Lesson 5: Exploring Multiple Modalities with CLIP

CLIP: Introduction

CLIP: - concepts - embedding text and images - measuring similarity - Use as a loss (imstack demo) - Need for transformations - export some functions for later - CLOOB

CLIP (Contrastive Language-Image Pre-training) is a method created by OpenAI for training models capable of aligning image and text representations. Images and text are drastically different modalities, but CLIP manages to map both to a shared space, allowing for all kinds of neat tricks.

clip diagram

During training, CLIP takes in image-caption pairs. The images are fed through an image encoder model (based on a resnet or ViT backbone) and transformed into an embedding vector (I in the diagram above). A second model (typically a transformer model of some sort) takes the text and transforms it into an embedding vector (T in the diagram).

Crucially, both these embeddings are the same shape, allowing for direct comparison. Given a batch of image-caption pairs, CLIP tries to maximize the similarity of image and text embeddings that go together (the blue diagonal in the diagram) while minimizing the similarity between non-related pairs.

In this lesson we’re going to explore some of the use-cases for a model like this, using an open CLIP implementation called OpenCLIP. If you’d like to read some more background on OpenCLIP and see some benchmarks I ran with some of the pretrained models, check out this report I wrote on the subject.

Loading CLIP models with OpenCLIP

You can use pretrained CLIP models in a few different ways. There is OpenAI’s github repository or the HuggingFace implementations, but I like the OpenCLIP project which includes both OpenAI versions and a number of new models trained in the open on public datasets like LAION.

Let’s import the library and see what models are available:

import open_clip

print(open_clip.list_pretrained())
[('RN50', 'openai'), ('RN50', 'yfcc15m'), ('RN50', 'cc12m'), ('RN50-quickgelu', 'openai'), ('RN50-quickgelu', 'yfcc15m'), ('RN50-quickgelu', 'cc12m'), ('RN101', 'openai'), ('RN101', 'yfcc15m'), ('RN101-quickgelu', 'openai'), ('RN101-quickgelu', 'yfcc15m'), ('RN50x4', 'openai'), ('RN50x16', 'openai'), ('RN50x64', 'openai'), ('ViT-B-32', 'openai'), ('ViT-B-32', 'laion400m_e31'), ('ViT-B-32', 'laion400m_e32'), ('ViT-B-32', 'laion2b_e16'), ('ViT-B-32', 'laion2b_s34b_b79k'), ('ViT-B-32-quickgelu', 'openai'), ('ViT-B-32-quickgelu', 'laion400m_e31'), ('ViT-B-32-quickgelu', 'laion400m_e32'), ('ViT-B-16', 'openai'), ('ViT-B-16', 'laion400m_e31'), ('ViT-B-16', 'laion400m_e32'), ('ViT-B-16-plus-240', 'laion400m_e31'), ('ViT-B-16-plus-240', 'laion400m_e32'), ('ViT-L-14', 'openai'), ('ViT-L-14', 'laion400m_e31'), ('ViT-L-14', 'laion400m_e32'), ('ViT-L-14', 'laion2b_s32b_b82k'), ('ViT-L-14-336', 'openai'), ('ViT-H-14', 'laion2b_s32b_b79k'), ('ViT-g-14', 'laion2b_s12b_b42k'), ('roberta-ViT-B-32', 'laion2b_s12b_b32k'), ('xlm-roberta-base-ViT-B-32', 'laion5b_s13b_b90k')]

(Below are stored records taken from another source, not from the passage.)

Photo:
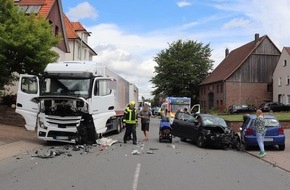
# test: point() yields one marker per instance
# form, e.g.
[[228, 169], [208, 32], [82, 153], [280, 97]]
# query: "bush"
[[9, 100]]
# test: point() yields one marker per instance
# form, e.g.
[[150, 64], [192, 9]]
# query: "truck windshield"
[[66, 86]]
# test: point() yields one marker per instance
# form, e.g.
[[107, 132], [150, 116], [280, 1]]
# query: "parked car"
[[241, 109], [205, 130], [274, 134], [274, 106]]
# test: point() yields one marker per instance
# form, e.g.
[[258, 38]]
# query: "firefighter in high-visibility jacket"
[[130, 120]]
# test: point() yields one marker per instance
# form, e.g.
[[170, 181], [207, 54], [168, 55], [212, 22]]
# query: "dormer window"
[[27, 9], [280, 81]]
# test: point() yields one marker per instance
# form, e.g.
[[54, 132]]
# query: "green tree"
[[25, 42], [181, 68]]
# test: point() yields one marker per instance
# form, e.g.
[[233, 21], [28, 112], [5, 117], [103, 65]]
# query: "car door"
[[27, 90], [177, 125], [190, 127]]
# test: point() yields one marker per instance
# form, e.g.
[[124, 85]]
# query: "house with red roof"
[[245, 76], [281, 78], [74, 44]]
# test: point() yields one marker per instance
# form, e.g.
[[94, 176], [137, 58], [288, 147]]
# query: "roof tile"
[[233, 61]]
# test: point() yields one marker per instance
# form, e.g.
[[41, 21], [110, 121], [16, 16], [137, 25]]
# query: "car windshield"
[[66, 86], [271, 122], [214, 121]]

Following the demo code on GitHub, here’s how we load a model:

model, _, preprocess = open_clip.create_model_and_transforms('ViT-B-32-quickgelu', pretrained='laion400m_e32')
100%|████████████████████████████████████████| 605M/605M [00:05<00:00, 109MiB/s]

Aside: Model Naming

What does ‘ViT-B/32’ mean? This uses a Vision Transformer (ViT) as the image encoder, with an image patch size of 32 (larger patch size means fewer patches per image at a given size, and thus faster/smaller models) and the ‘Base’ size model. I believe the size order is ‘Base’ (B), Large (L), Huge (H) and ginormous (g) but don’t quote me on that! Generally the larger models with the smaller patch sizes will need more memory and compute in exchenge for better performance. Most models were trained on 224px input images but there are variants trained on larger image sizes - again they will be more computationally expensive to run. ‘RN50’ style names mean the vision encoder is based on a Resnet50 architecture instead of a vision transformer.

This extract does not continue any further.